Собравшиеся женщины приветствовали нас одобрительными возгласами и аплодисментами. Матерь провела пальцем по ножу, проверяя, насколько он заточен.
– Не бойся, – произнесла она одобряющим баритоном. – Утрата пойдет тебе только на пользу.
О, этот ужасный символизм ножа! Быть кастрированным фаллическим символом! (А что еще, по словам Матери, могло дать нужный результат?)
Страх иссяк. Теперь я был почти спокоен. Свой предел отчаяния я уже покорил. Настал Диес Сангвинис, День Крови, день добровольной кастрации в честь Кибелы, церемония моего перевоплощения, окрашенная алым.
София приподняла ткань, закрывающую поднос, и достала, к моему бесконечному облегчению, шприц для подкожных инъекций, игла вонзилась мне в руку. Вызывающая оцепенение струя без промедления заморозила мою центральную нервную систему. Я ничего не чувствовал, однако сознания на тот момент не потерял и продолжал все видеть. Я лежал на операционном столе и смотрел, как надо мной подпрыгивала темная, зубчатая бахрома грудей. Я бы содрогнулся, если бы мог, но был полностью обездвижен. Я видел ее бородатое лицо; а она улыбалась, отчасти сострадая, отчасти ликуя.
Матерь занесла нож и резко его опустила. Одним ударом отрезала мне все половые придатки, схватила их рукой и бросила Софии, а та засунула органы в задний кармашек шортов. Она ампутировала все, что составляло мою суть, оставив взамен рану, которая в будущем, раз в месяц, станет кровить при возрождающейся луне. София куском ткани остановила кровотечение, затем взяла с подноса еще одну иглу. Этот укол всецело уничтожил мой мир.
Так пришел конец Эвлина. Его принесли в жертву темной богине, о существовании которой он и не подозревал. Хотя, как выяснилось, выхода из лабиринта еще не было видно; я зашел недостаточно далеко, пока недостаточно.

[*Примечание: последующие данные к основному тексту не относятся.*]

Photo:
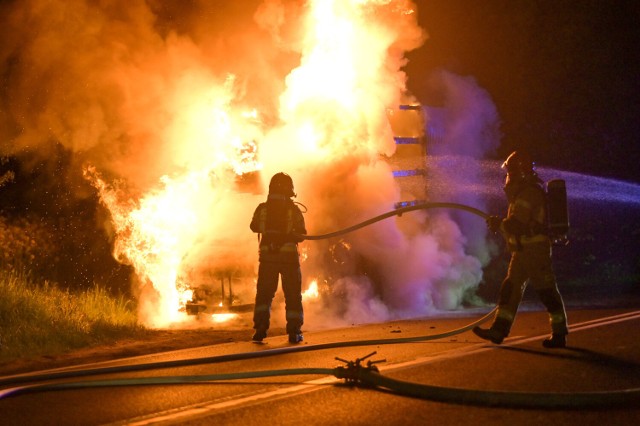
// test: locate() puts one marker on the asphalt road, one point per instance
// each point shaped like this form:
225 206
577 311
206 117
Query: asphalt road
603 356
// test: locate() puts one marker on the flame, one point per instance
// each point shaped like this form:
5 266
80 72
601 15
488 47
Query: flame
221 318
333 106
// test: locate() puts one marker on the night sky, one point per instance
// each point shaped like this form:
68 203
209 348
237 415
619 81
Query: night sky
564 75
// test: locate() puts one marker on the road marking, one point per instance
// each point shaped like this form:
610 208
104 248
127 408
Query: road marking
202 410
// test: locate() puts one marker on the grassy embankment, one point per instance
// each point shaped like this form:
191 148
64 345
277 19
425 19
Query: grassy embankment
41 319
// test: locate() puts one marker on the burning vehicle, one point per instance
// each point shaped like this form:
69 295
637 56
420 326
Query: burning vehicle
176 123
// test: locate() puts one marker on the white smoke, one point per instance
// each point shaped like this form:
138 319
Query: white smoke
119 85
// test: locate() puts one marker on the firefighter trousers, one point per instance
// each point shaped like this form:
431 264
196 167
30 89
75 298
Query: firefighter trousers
268 275
531 265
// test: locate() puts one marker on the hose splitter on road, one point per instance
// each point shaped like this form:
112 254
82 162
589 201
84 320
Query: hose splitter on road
355 373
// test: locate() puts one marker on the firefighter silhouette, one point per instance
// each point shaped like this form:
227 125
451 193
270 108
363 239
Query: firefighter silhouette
525 232
280 224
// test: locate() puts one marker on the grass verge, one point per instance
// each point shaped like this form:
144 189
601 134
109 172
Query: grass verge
41 319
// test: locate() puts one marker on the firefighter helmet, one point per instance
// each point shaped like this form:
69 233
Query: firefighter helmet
519 164
281 183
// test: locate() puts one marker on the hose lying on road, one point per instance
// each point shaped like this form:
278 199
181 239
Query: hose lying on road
248 355
354 373
369 377
15 380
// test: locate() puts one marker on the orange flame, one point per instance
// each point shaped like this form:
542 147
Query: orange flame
333 106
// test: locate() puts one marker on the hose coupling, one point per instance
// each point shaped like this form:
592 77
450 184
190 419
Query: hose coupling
351 372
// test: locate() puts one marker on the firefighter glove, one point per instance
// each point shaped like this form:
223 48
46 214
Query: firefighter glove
493 223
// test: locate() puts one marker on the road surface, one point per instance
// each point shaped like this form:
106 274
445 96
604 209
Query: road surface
603 356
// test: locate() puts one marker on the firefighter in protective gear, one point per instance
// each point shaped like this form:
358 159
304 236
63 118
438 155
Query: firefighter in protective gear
280 223
530 247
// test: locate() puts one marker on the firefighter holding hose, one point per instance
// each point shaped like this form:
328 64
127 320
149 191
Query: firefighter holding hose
280 224
530 247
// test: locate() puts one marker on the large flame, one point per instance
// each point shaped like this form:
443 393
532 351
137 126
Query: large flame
331 111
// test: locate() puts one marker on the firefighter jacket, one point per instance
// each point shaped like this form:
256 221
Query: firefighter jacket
280 224
525 223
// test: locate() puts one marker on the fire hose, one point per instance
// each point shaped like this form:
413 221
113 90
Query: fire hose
399 212
354 372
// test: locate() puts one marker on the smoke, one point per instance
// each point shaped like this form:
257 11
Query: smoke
165 103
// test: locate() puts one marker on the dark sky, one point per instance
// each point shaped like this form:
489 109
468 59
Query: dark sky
564 75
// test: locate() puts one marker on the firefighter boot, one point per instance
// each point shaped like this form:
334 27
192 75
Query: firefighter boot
259 335
295 337
492 334
555 341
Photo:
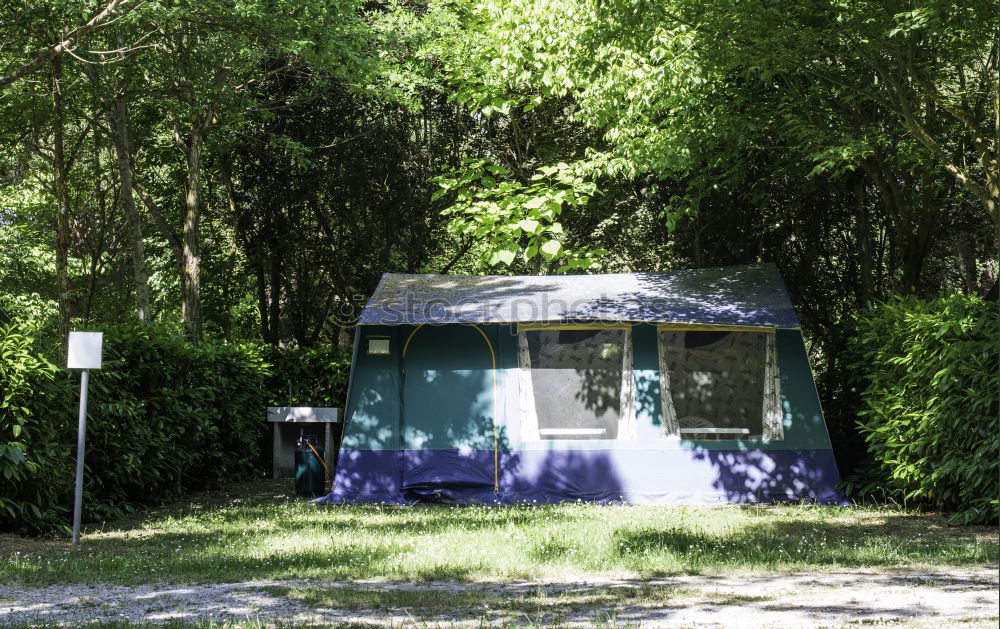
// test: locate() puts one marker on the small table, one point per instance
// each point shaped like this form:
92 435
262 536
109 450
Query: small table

Пластическая операция, которая обратила меня в мою сокращенную форму, в Эву (кратко от Эвлин), в рукотворного оборотня, в Тиресия из Южной Калифорнии, завершилась, в общем и целом, за два месяца. Бо́льшую часть этого времени я провел под наркозом; я изредка просыпался, ощущая приглушенную боль и мучение от внутренних ран, которые не затянутся никогда. Никогда. Пока я, как в тумане, валялся в кровати, началось программирование: чудо чудное, старый добрый Голливуд снабдил меня новыми сериями детских сказок.
Наверное, картины выбирали целенаправленно, как часть ритуала смены онтологического статуса: мол, вот вы как обращаетесь с женщинами! А потом сами такими становитесь… Те фильмы, что пряли перед моим растерянным взором нить иллюзорной реальности, демонстрировали мне всю боль, которая выпадает на женскую долю. Тристесса, твое одиночество, твоя тоска… Тристесса, Королева Печали; ты явилась сквозь семь пелерин кинопленки и представила, бесподобно горюя, весь поведенческий китч женского образа.